The indicator $$I_{[0,\theta)} (y_{(n)})$$ is a function of $$y_{(n)}$$ only, since $$\theta$$ is fixed (it's a parameter).

I understand that
0<X_1,..., X_n<theta here these are the unordered data
is the same as (iff)
0<X_(1)<X_(2)<...<X_(n)<theta

But I don't think
0<X_(1)<X_(2)<...<X_(n)<theta
is EQUIVALENT to (iff)
0<X_(n)<theta
The => direction is true but <= is not. (the fact that the largest observation x(n) is greater than zero does not guarantee that the smallest observation x(1) is greater than zero.)

So that's why I think we should have
I0,theta(y1)...I0,theta(yn) = I0,theta(y(n))I0,infinity(y(1))

Right?

Last edited:
The indicator $$I_{[0,\theta)} (y_{(n)})$$ is a function of $$y_{(n)}$$ only, since $$\theta$$ is fixed (it's a parameter).

But we can also write it as I y(n), inf (theta), in this case theta would be in the parenthesis, so in this case, would it be a function of theta alone? (in the gerenal case, f(x) means a function of x, f(y) means a function of y, the stuff in the parenthesis)

When we talk about functions, is it always only a function of the stuff in the parenthesis? It looks like that the restrictions/constraints are also important, so shouldn't it be a function also of the variables in the restrictions/constraints?

e.g.)
f(x)=x if x>y
f(x)=x^3 if x<y
Here not only the value of x controls f, the value of y also controls f, so is f a function of BOTH x and y here?

Thanks!

## 1. What is the Factorization Theorem for Sufficient Statistics?

The Factorization Theorem for Sufficient Statistics states that a statistic is sufficient for a parameter if and only if the joint probability distribution of the data can be factored into a product of two functions: one depending only on the data and the other depending only on the parameter.

## 2. What is a sufficient statistic?

A sufficient statistic is a function of the data that contains all the relevant information about a parameter of interest. It summarizes the data in a way that captures all the information necessary to make inferences about the parameter.

## 3. How is the factorization theorem related to the indicator function?

The indicator function is a function that takes on the value of 1 if a certain condition is met, and 0 otherwise. In the factorization theorem, the indicator function is often used to represent whether a particular data point is included or excluded from the sufficient statistic.
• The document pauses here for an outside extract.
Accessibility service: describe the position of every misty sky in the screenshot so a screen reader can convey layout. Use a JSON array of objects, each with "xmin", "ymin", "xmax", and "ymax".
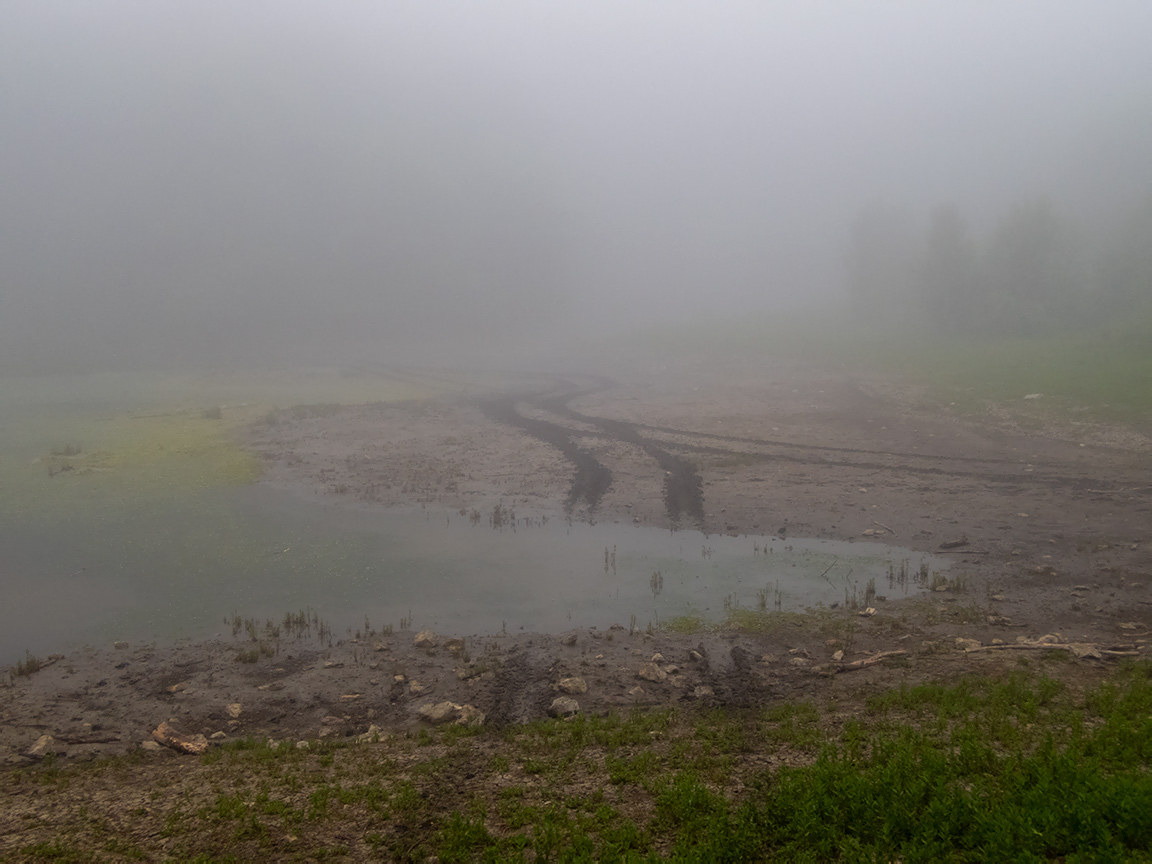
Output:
[{"xmin": 3, "ymin": 2, "xmax": 1151, "ymax": 369}]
This allows for a simpler and more efficient way to factorize the joint probability distribution.

## 4. What are some practical applications of the Factorization Theorem for Sufficient Statistics?

The Factorization Theorem is a fundamental concept in statistics and has many applications in data analysis. It is commonly used in parameter estimation, hypothesis testing, and model selection. It also allows for the reduction of high-dimensional data to a smaller set of sufficient statistics, making data analysis more efficient.

## 5. How does the Factorization Theorem for Sufficient Statistics relate to other statistical concepts such as maximum likelihood estimation and the method of moments?

The Factorization Theorem is closely related to maximum likelihood estimation and the method of moments. In fact, the factorization of the joint probability distribution can be used to derive the estimators for these methods. Additionally, sufficient statistics can be used to simplify the calculation of these estimators, making them more efficient and accurate.